Last month, DeVos announced that she will roll back aspects of Obama-era guidance on the handling of sexual misconduct issues. This rollback will primarily raise the burden of proof for these cases; previously the burden of proof was a preponderance of the evidence, the lowest standard of proof in the United States. Now, DeVos is allowing colleges to raise the burden of proof, claiming that the previous rules “lacked basic elements of fairness.” Despite this, the OEO has stated that the adjudication process will still be based on a preponderance of the evidence. Although this is the right decision, Tufts has skirted its responsibility in the past.

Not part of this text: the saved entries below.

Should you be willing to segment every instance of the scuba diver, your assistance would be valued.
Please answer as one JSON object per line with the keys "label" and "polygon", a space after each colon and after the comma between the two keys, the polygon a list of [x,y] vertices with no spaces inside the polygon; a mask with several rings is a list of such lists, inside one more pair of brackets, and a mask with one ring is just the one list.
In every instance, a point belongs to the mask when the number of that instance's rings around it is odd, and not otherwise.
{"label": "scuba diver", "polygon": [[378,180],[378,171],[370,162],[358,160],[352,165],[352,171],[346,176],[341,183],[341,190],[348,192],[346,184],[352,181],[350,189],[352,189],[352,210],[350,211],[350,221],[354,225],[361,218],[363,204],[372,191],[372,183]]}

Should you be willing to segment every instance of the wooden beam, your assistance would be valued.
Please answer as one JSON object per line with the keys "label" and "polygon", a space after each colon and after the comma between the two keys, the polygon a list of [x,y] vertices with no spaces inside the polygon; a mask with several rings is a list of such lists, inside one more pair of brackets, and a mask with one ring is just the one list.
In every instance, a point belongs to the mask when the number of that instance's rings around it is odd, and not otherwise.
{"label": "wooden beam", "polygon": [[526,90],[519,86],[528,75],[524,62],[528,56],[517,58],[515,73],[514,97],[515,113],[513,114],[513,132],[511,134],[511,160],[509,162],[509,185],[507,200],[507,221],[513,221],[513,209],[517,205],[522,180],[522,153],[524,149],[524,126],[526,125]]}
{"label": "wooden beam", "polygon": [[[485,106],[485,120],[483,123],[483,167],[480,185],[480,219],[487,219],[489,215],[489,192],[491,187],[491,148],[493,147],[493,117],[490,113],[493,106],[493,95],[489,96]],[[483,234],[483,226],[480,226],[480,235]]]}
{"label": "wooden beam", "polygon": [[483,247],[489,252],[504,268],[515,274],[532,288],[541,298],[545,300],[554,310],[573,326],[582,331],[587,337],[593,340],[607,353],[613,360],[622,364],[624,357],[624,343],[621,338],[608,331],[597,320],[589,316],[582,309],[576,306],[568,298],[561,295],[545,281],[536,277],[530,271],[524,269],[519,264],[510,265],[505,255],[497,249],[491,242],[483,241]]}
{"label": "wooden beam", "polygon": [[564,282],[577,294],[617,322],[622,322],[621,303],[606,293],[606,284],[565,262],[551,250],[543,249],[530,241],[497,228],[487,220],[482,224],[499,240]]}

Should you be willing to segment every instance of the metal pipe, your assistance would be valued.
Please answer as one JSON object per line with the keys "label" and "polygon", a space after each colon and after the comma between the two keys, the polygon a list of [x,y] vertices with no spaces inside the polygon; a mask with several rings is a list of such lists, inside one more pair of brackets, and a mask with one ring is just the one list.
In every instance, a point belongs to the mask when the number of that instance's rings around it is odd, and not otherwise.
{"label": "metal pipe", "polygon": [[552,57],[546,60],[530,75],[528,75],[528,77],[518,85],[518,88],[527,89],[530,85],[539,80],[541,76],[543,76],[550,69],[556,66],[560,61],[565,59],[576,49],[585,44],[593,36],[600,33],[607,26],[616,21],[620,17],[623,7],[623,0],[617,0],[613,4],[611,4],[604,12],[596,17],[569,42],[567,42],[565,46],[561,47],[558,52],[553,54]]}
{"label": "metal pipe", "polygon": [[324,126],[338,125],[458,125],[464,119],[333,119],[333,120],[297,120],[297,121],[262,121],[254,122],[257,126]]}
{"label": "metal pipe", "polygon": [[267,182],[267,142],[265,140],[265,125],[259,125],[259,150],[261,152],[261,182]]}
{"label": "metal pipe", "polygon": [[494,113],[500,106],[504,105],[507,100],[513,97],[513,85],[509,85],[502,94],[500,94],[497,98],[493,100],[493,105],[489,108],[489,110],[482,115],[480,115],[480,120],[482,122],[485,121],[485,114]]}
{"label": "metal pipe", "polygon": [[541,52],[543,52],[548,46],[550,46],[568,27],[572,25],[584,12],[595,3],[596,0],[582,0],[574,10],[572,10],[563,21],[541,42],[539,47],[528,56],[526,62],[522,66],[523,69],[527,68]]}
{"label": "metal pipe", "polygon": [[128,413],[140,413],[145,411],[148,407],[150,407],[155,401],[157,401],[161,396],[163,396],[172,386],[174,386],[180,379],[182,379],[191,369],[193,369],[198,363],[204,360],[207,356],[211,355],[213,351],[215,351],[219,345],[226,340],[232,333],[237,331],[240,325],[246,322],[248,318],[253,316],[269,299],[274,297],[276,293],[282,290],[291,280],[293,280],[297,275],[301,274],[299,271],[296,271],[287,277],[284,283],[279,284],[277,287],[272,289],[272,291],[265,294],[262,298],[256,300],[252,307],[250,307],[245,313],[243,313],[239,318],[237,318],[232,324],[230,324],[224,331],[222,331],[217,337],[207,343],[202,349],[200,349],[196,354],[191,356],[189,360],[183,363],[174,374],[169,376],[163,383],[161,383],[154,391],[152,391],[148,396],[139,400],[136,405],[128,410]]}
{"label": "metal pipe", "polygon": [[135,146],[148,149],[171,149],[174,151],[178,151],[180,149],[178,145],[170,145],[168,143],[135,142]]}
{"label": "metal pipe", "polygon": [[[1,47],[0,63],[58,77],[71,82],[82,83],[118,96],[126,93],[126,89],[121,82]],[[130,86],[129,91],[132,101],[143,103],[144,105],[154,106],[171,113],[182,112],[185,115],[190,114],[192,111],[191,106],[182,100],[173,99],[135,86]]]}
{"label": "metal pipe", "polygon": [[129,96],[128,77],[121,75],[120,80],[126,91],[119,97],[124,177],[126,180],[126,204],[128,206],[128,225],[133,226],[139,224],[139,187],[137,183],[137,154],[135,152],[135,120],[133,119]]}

In 2014, Tufts’ noncompliance with Title IX raised serious concerns about the adjudications of sexual misconduct cases. When found in violation of federal regulations, Tufts initially drafted an agreement to implement change. But, shortly after, the administration rescinded its signature. Admission of guilt in these circumstances is important as it both respects those whom the university has failed and acknowledges the university’s failure.

Although Tufts had serious missteps in complying with the Obama-era regulations of Title IX, the school has since made progress in creating a safer community by revamping sexual misconduct regulations. The adoption of an anonymous, university-wide survey has increased the university’s accountability and monitors students’ sentiments about this issue. This survey is one of many other changes in university policy such as mandated OEO trainings for first-years, hiring experienced staff in the Center for Awareness, Resources, and Education (CARE) and creating new specialist positions. Undoubtedly, these mandated steps are positive, but it is unfortunate that Tufts first required a stinging rebuke from the federal government.

Devos’ changes have been favored by students accused of misconduct (mostly men), who believe that the process favors accusers. In an interview with the Daily Jill Zellmer, director of the OEO, stated that the OEO will maintain their current policies and continue to use the preponderance of the evidence standard in their adjudication process.

Although Tufts has a complicated relationship with Title IX, we are glad to see that even under a different political climate it is maintaining its position and hope it continues to take steps to create a more equitable adjudication process.